Après l’énorme succès de Predator: Badlands et le renouvellement ambitieux de la série Alien: Earth, il semblerait que Disney soit plus que jamais prêt à investir massivement dans ses monstres spatiaux iconiques. Et les dernières rumeurs ont de quoi affoler les fans : Ellen Ripley, figure mythique de la science-fiction, pourrait enfin revenir sur grand écran. Un retour que personne n’osait vraiment espérer… jusqu’à maintenant.
Plus dangereux que les Predator
Les déclarations récentes de Sigourney Weaver ont électrisé les fans de la première heure. Alors que l’actrice avait longtemps laissé entendre que son aventure dans l’univers Alien était terminée, elle affirme désormais que le retour de Ripley n’a jamais été aussi proche. Tout a commencé au New York Comic Con, où Weaver a révélé que Walter Hill, scénariste et collaborateur historique, avait écrit une cinquantaine de pages imaginant ce que serait la vie de Ripley aujourd’hui. Un matériau qu’elle qualifie d'”extraordinaire”. L’actrice admet même avoir eu une réunion avec les dirigeants de Fox–Disney, signe qu’un projet pourrait bel et bien être à l’étude.
Cette simple révélation a suffi à relancer l’enthousiasme des fans, qui n’ont pas vu Weaver dans le rôle depuis plus de vingt-cinq ans. Malgré les films Prometheus, Alien: Covenant ou encore Alien: Romulus, aucun n’a su combler l’absence de Ripley en tant que protagoniste. Weaver, prudente mais optimiste, confie avancer « étape par étape » avec le studio. Elle explique que l’idée de Walter Hill l’a séduite parce qu’elle aborde la société, la justice et les séquelles laissées par les épreuves de Ripley. Un retour qui ne serait donc pas une simple redite, mais une réflexion profonde sur le personnage et son héritage. Rien n’est encore officiel, mais la perspective d’un tel projet redonne à la saga une énergie qu’elle n’avait plus ressentie depuis longtemps.

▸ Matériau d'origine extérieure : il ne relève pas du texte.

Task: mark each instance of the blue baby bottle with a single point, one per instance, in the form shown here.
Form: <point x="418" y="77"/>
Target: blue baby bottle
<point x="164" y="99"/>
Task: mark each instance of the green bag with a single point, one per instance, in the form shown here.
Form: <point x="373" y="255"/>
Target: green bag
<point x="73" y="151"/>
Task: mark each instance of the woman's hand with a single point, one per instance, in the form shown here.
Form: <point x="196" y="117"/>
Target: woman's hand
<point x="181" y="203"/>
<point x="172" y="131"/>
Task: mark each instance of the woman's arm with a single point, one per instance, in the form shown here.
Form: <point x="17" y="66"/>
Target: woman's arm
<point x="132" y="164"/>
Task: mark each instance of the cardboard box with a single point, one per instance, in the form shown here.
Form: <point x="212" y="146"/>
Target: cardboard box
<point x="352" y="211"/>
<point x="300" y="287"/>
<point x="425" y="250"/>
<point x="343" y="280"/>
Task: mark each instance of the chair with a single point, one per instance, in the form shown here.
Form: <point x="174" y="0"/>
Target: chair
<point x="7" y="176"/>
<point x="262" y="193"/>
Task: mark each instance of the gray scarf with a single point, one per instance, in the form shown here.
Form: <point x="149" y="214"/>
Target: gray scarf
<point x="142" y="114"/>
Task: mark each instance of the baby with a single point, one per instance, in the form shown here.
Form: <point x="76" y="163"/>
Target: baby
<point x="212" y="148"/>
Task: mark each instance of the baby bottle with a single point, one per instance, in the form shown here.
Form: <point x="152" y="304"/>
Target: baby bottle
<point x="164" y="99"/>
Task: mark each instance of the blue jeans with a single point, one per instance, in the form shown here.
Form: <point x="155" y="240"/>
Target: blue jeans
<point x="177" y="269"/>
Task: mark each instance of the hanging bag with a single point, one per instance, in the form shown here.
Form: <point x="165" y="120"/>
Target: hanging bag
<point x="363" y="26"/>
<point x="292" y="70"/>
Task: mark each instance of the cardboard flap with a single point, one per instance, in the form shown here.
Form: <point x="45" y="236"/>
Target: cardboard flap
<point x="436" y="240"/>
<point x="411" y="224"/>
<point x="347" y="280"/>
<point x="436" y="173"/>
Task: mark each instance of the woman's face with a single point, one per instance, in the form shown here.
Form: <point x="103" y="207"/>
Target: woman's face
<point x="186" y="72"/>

Plus dangereux que les Aliens
Cependant, si l’on peut se réjouir d’imaginer Ripley de retour aux commandes, la prudence reste de mise. Hollywood a souvent tenté de ressusciter des icônes vieillissantes avec des résultats pour le moins contrastés. La post-logie Star Wars a ramené des acteurs septuagénaires sans toujours savoir quoi en faire, Die Hard a livré deux volets tardifs oubliables, et le retour de Sarah Connor dans Terminator: Dark Fate a laissé un goût amer malgré la présence charismatique de Linda Hamilton. Ces précédents rappellent que la nostalgie, aussi puissante soit-elle, ne suffit pas à garantir la réussite d’un film. Le retour de Ripley pourrait être un triomphe, mais il pourrait aussi s’inscrire dans cette série de suites tardives qui exploitent leurs figures mythiques sans leur offrir de véritable matière dramatique. La balle est désormais dans le camp du studio.